Performance Evaluations: A Lesson on Documentation

Cases turn on the evidence. In the case of an employment discrimination or retaliation claim, the key may lie in the employee file maintained by the employer. One common piece of documentation created and maintained by many employers is performance evaluations. In Walker v. Verizon, a federal district court in Pennsylvania ruled on a case illustrating how important documentation can be in defending these claims.

The common legal framework in an employment discrimination and/or retaliation lawsuit has three steps. A plaintiff must first establish a prima facie case. Then the burden shifts to the employer to rebut this prima facie case by articulating some legitimate, non-discriminatory reason for the alleged adverse action taken against the employee. Then the employee must show that the employer’s response is a pretext for behavior actually motivated by discrimination.

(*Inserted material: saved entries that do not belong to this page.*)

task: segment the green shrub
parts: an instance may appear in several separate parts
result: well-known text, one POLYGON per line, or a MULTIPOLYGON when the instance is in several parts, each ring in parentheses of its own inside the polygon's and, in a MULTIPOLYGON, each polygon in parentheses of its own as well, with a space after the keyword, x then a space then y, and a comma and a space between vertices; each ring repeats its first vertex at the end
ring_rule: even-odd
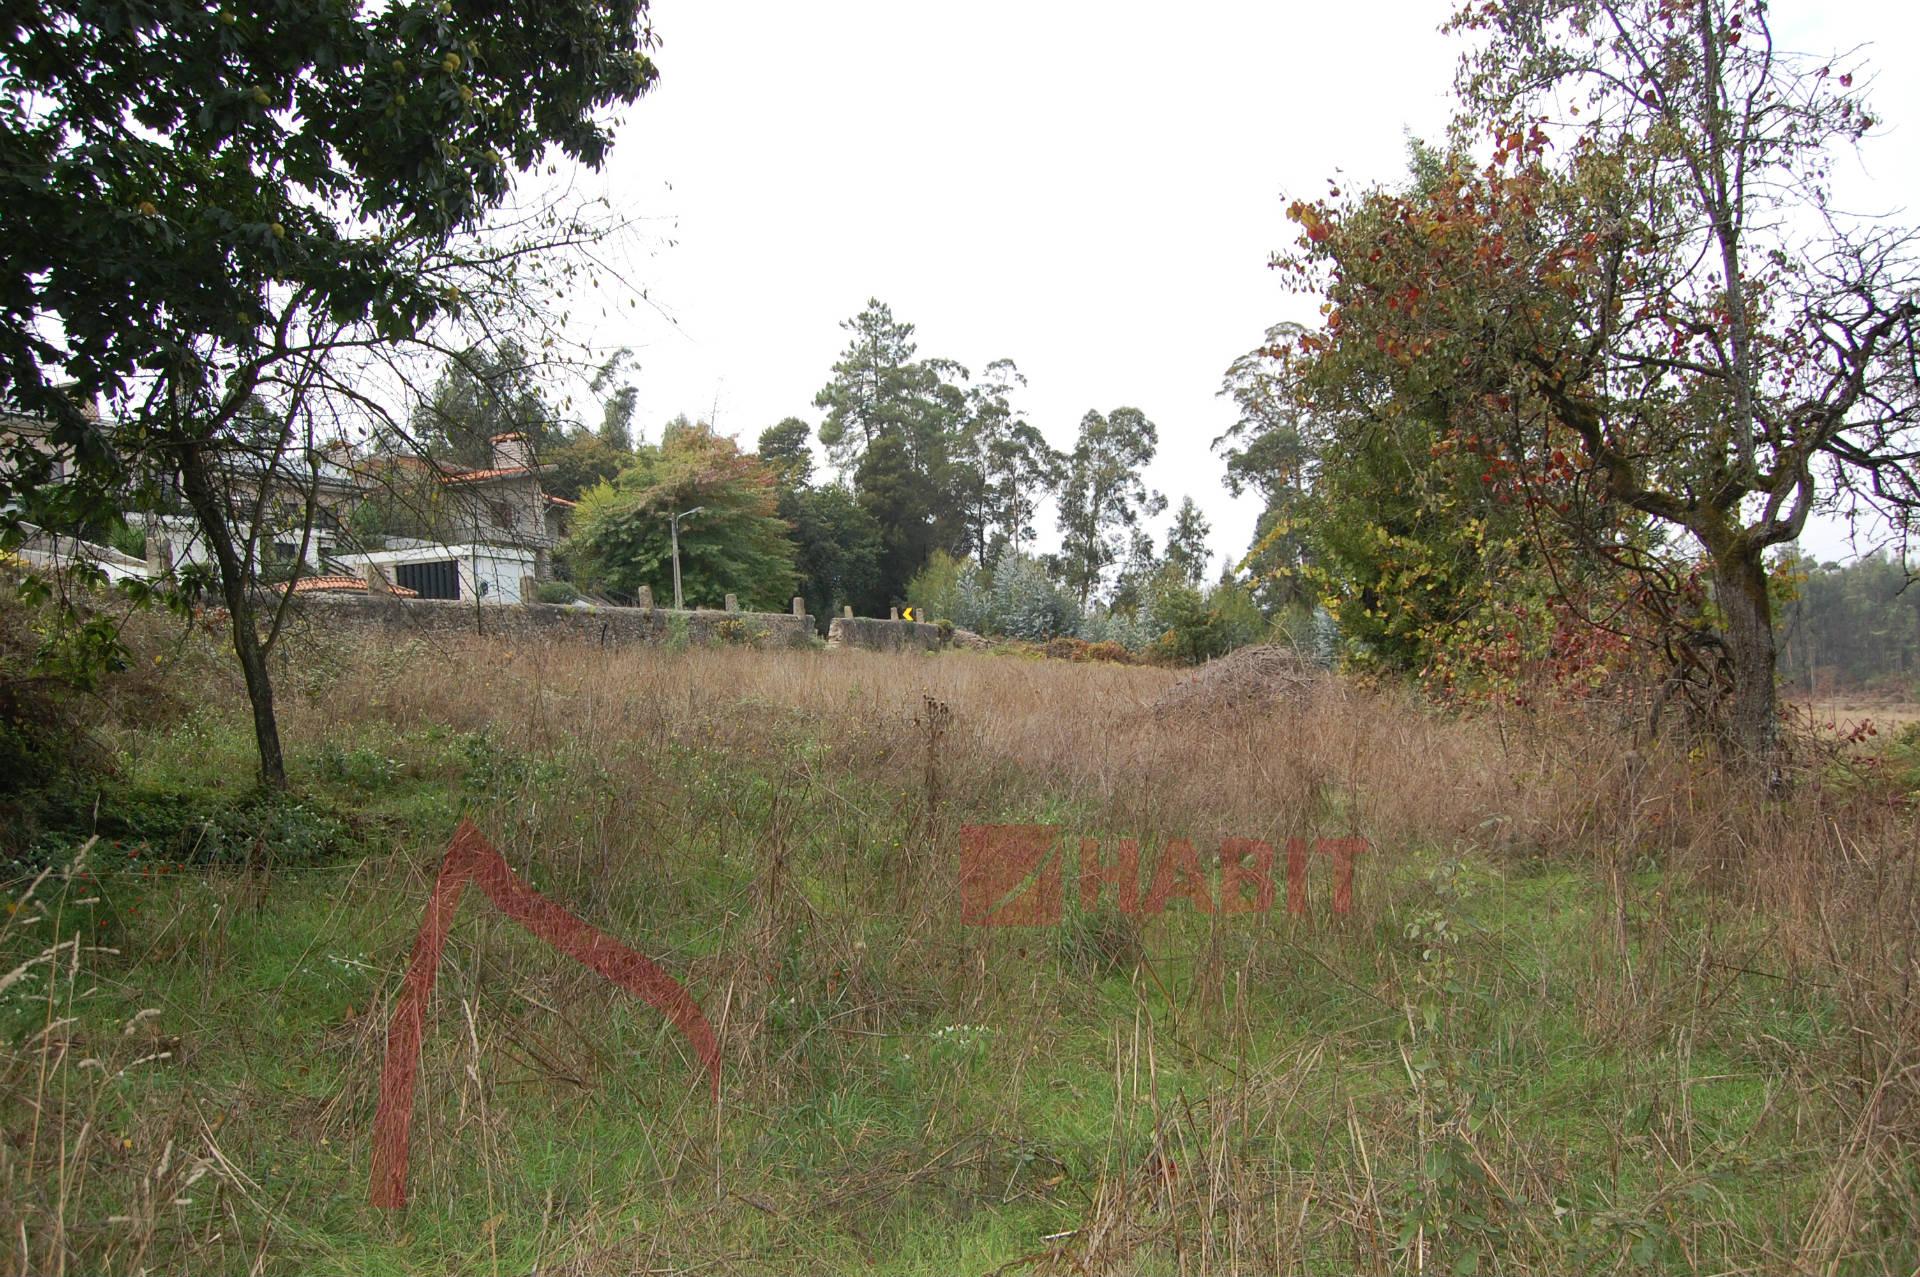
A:
POLYGON ((580 591, 566 581, 542 581, 533 587, 533 597, 541 603, 568 604, 580 601, 580 591))
POLYGON ((366 849, 359 822, 313 798, 110 783, 97 794, 73 794, 31 846, 0 864, 0 878, 26 877, 62 864, 94 834, 98 842, 90 862, 101 872, 303 867, 349 859, 366 849))
POLYGON ((1188 665, 1258 642, 1266 630, 1252 594, 1232 583, 1204 594, 1184 583, 1163 584, 1153 599, 1153 619, 1162 633, 1150 655, 1188 665))
POLYGON ((114 520, 113 526, 107 529, 107 544, 136 559, 147 557, 147 534, 124 519, 114 520))
POLYGON ((972 565, 954 558, 945 550, 935 550, 926 566, 907 582, 907 602, 922 616, 952 616, 960 597, 962 576, 971 574, 972 565))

A common legitimate non-discriminatory reason offered by employers is that the employee was a poor performer. In these instances the employer’s defense is bolstered by offering documentation and testimony supporting that the employee was in fact a poor performer and that the reason for his or her employment termination was that poor performance.

Walker involved a 56-year-old engineer who had worked for Verizon for 36 years before being laid off. In 2013, two years prior to her layoff, Walker took approximately two and a half months of FMLA leave. In her 2013 mid-year evaluation, Walker’s supervisor wrote that she “has missed time due to an injury” and gave her a less satisfactory rating of “developing” in the review.

In 2015 Walker’s supervisor and another manager were asked to select one person to terminate as part of a reduction in workforce. The managers were required to rate each employee’s primary skills, technical knowledge, ability to handle customer service in a cost-effective manner, corrective action, and any other relevant factors on a scale of one to five. Employees also received points for their 2013 and 2014 performance evaluations. The two managers did not engage in this formal rate and rank process to make their termination decision and instead spoke by telephone and orally agreed to terminate Walker.

Ultimately Walker prevailed on her claims of age discrimination and medical leave retaliation, and was awarded $188,000 in back pay damages, $256,000 in front pay damages, $10,000 in pain and suffering damages, and approximately $160,000 in attorneys’ fees and costs. Verizon has appealed the decision.

Walker reminds us of important lessons for employers to consider. First, while it is important to maintain medical documentation regarding an employee’s medical leave, those documents should be maintained in a file that is separate from the employee’s personnel file, and medical leave should never be noted in an employee’s performance evaluation. Second, managers must be counseled on how to perform and document performance evaluations of their subordinates. At times managers may be tempted to insert comments into a performance evaluation that should not be there or they may give a poor performer a positive evaluation because they are not comfortable providing criticism.  These kinds of missteps can sink an employer’s defense.